Similar programs to the DPP have been implemented successfully in several other countries (China, Sweden, Finland, India, and Japan), and based on this evidence, intensive behavioral lifestyle modeled after DPP or metformin (especially for patients with a BMI ≥35 kg/m2) now form the foundation of prediabetes treatment as recommended by ADA and AACE.
Many studies have highlighted the impact of bariatric surgery on T2D, such as: reduction of insulin resistance; favorable changes in gut hormones; bile-acid signaling; improvement in gut microbiome composition; transport of glucose and utilization of glucose by the gut; favorable changes in sensing in the proximal intestine that renders increases in insulin sensitivity; and changes in iron metabolism that might confer unexpected benefits on glucose homeostasis. A range of bariatric surgery interventions has shown efficacy in diabetes prevention, including the Swedish Obese Subjects study, Restoring Insulin Secretion Consortium study, and others. Given that metabolic surgery produces significant weight loss, it can be a consideration for patients with prediabetes and comorbid obesity.
Existing, new, and emerging drug therapies
Because the challenges of adhering to an intensive lifestyle regimen are well recognized – the 15-year follow-up of DPP reduction of diabetes incidence fell to 27% with lifestyle therapy and 18% with metformin – the addition of weight-loss pharmacotherapy or bariatric surgery may be necessary to treat prediabetes, particularly in high-risk patients. Several studies have evaluated a multitude of existing diabetes therapies in this setting, including thiazolidinediones, as well as other conventional obesity medications such as orlistat, phentermine/topiramate, and lorcaserin. However, safety concerns have limited the potential long-term use of these agents for diabetes prevention.

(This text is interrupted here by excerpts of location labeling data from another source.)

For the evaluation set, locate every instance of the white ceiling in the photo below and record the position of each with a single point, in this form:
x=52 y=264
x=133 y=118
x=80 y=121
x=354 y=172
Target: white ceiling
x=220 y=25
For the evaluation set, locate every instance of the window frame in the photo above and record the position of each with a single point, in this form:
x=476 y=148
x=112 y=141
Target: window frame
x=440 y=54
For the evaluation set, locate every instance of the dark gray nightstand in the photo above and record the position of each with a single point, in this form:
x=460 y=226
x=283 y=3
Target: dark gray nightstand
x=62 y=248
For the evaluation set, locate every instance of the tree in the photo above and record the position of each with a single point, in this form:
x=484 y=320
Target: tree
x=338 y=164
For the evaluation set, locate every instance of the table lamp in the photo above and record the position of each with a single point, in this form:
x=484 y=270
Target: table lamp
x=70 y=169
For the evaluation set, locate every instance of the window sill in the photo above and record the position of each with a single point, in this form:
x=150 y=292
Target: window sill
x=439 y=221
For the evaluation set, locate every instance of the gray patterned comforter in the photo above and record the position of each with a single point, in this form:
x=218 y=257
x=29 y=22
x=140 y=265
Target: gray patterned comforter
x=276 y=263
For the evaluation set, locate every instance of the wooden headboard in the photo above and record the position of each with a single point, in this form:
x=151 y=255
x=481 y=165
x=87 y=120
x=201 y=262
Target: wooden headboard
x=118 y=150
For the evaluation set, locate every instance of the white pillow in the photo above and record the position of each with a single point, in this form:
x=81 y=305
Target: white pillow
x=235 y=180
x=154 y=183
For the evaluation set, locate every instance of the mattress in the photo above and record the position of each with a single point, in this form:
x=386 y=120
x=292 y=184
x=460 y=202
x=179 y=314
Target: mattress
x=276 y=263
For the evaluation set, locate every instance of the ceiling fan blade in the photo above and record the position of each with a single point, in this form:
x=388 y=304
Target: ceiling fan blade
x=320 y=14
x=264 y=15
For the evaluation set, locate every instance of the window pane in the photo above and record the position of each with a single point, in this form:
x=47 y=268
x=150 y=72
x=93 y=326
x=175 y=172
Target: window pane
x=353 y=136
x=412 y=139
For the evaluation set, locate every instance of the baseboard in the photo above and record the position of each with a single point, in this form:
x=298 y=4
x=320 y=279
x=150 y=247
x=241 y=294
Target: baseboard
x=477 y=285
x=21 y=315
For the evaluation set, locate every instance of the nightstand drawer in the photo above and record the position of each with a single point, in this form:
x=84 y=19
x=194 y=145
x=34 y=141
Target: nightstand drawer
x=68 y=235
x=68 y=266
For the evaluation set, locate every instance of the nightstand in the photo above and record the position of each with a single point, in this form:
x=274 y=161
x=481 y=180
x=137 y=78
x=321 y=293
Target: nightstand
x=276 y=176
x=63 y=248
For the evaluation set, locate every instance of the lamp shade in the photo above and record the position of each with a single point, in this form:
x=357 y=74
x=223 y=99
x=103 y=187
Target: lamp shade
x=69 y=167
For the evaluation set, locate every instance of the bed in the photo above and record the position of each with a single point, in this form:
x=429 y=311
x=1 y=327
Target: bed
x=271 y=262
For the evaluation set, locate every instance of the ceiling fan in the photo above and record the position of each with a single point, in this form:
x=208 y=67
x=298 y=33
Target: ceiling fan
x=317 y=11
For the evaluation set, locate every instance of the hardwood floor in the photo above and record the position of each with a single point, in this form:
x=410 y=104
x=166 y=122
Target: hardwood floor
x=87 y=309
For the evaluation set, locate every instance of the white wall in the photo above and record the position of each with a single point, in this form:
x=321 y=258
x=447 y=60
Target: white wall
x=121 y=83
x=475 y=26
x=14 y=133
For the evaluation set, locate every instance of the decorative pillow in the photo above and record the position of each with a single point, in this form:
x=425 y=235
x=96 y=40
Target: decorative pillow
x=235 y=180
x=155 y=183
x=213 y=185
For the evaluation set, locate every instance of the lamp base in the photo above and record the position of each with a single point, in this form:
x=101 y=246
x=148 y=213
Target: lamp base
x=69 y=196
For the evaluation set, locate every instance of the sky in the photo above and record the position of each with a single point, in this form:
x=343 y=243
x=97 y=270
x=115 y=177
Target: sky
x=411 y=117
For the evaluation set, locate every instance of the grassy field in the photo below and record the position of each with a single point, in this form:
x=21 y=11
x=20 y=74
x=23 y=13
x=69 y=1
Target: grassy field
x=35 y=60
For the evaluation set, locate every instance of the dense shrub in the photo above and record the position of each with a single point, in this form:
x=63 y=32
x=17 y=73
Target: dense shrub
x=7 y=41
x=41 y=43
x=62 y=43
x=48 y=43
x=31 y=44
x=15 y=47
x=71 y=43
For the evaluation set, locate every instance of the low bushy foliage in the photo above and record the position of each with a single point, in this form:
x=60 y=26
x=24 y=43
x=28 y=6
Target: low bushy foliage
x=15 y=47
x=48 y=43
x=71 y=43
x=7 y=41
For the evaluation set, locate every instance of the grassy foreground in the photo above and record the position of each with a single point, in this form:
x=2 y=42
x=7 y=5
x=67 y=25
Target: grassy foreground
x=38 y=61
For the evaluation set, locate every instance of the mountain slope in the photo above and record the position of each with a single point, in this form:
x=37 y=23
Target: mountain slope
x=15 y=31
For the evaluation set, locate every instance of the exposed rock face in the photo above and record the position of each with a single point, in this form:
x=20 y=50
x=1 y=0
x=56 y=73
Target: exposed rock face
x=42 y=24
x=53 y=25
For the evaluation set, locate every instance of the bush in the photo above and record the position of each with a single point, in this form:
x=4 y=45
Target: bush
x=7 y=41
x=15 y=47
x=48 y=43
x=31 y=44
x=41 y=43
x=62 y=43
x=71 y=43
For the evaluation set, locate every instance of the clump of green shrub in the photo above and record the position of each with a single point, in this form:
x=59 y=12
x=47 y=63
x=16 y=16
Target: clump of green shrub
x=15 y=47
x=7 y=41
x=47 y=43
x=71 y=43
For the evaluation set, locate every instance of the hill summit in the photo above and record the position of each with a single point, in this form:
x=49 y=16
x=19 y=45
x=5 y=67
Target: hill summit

There is promise for treating prediabetes with glucagon-like peptide-1 receptor agonists (GLP-1 RAs). Currently, two GLP-1 RAs are approved for the management of obesity: liraglutide 3.0mg and, more recently, semaglutide 2.4mg. These drugs have several physiological effects on glycemic and weight control – they increase insulin secretion, suppress glucagon secretion, slow gastric emptying, and increase satiety. Due to these combined actions, GLP-1 RAs can improve obesity and the pathogenesis of declining pancreatic beta-cell function. Across cardiovascular outcomes trials, GLP-1 RAs have been shown to improve glycemic control, with the added benefits of weight loss and decreased hypoglycemia, as well as cardiovascular (and potentially renal) benefits, albeit mostly in patients with T2D.
Growing evidence supports comprehensive lifestyle and interventional approaches as the best means to prevent the development of several prediabetes-related complications. These advances indicate that the conversation around treating prediabetes should be shifted towards thinking about decreasing overall cardiometabolic burden and preventing cardiovascular complications.